リニア中央新幹線のガイドウェイ側壁製作保管施設を高森町の下市田産業用地に建設する計画を巡り、JR東海は6日、地元住民らを対象にした工事説明会を開いた。ガイドウェイの製作スペースとなる東ヤードの設備設置工事に来年1月にも着手する。保管スペースとなる西ヤードは本年度末の着工、ガイドウェイの製作開始は来年度第2四半期中を見込む。
下市田の天竜川沿いに延びる町道(農免農道)を挟み、天竜川側に東ヤード(5・7ヘクタール)、向かいに西ヤード(4・6ヘクタール)を設ける計画。大鹿村などのリニア中央新幹線トンネル工事の発生土を活用して町が造成工事を進め、7月末に東ヤード、今月1日に西ヤードの造成が完了した。現在は西ヤードの工事確認検査などが行われている。
ガイドウェイは鉄道の軌道部にあたるU字形の構造物。側壁と車体に設置したコイルに電流を流して磁界を発生させ、電磁石の反発力や吸引力を使って車体を浮上、推進させる。側壁は1本の長さが12メートルの板状のコンクリート製品。東ヤードで1日あたり7本程度を製作し、西ヤードに運搬、保管する。
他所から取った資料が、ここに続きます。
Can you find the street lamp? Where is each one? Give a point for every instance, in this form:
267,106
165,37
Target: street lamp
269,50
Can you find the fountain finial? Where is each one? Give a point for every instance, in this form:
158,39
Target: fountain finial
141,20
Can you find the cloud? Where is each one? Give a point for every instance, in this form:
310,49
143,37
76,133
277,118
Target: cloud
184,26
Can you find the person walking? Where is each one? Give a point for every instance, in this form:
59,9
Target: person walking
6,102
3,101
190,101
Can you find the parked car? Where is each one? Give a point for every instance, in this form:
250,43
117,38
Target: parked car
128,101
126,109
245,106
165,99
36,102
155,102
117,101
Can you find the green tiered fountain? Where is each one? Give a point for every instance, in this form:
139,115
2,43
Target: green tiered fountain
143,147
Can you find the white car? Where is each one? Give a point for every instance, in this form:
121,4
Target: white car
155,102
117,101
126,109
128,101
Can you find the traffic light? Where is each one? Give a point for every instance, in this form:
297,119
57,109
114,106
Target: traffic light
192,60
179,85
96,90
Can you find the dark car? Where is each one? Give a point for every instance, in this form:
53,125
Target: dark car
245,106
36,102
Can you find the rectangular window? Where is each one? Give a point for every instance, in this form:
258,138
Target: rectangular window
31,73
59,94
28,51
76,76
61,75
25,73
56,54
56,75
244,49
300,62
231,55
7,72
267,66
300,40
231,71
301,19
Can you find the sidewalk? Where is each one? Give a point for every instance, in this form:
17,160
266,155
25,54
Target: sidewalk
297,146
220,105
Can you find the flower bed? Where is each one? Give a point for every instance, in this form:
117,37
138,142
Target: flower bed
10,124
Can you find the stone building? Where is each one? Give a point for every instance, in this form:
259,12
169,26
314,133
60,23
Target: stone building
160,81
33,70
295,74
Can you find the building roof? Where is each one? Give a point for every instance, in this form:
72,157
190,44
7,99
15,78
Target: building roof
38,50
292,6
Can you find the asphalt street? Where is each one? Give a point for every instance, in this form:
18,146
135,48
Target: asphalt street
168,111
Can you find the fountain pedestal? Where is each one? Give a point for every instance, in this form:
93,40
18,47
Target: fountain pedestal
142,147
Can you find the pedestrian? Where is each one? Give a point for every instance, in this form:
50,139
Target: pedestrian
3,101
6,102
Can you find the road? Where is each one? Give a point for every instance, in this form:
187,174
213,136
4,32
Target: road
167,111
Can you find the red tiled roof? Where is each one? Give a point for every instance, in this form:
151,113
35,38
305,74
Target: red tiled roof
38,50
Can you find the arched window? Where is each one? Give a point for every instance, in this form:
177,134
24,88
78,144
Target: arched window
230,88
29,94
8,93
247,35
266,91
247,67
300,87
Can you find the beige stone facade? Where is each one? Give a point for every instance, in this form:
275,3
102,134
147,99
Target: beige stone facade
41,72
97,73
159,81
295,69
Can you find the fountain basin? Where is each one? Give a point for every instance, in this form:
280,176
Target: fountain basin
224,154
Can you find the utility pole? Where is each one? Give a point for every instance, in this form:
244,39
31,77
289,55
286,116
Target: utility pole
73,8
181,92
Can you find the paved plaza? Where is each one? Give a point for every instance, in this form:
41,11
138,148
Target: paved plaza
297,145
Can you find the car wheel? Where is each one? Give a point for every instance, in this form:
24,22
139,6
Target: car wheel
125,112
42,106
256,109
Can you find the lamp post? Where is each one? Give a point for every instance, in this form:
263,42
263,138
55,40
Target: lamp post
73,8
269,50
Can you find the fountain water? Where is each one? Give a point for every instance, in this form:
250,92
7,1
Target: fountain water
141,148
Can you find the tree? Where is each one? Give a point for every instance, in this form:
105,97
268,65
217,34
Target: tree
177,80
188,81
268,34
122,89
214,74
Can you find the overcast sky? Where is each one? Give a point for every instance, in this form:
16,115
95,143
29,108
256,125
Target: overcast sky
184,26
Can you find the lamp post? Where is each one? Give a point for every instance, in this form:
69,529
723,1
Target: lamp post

設備設置工事では整地、舗装、仮囲いの設置などを行い、東ヤードには製作スペースのほか、現場事務所、資材置き場、電気部品取付テント、門型クレーンなどを設ける。
工事中の車両運行計画では、ヤード整備に伴う砕石運搬と各設備の基礎コンクリート打設が重なる日に、西ヤードの明神橋側で1日(往復)約170台を想定。製作保管中は、資材運搬車が同所で1日約40台とした。説明会は非公開で開き、出席者からは交通安全対策の徹底などを求める声が上がったという。
飯田下伊那地域では喬木村阿島地区堰下でもガイドウェイ製作・保管ヤードの整備に向けた造成工事をJRが進めている。JRによると当面は使用する計画がなく、「今後事業全体の工事進ちょく状況を見ながら、使用計画を検討していく」とする。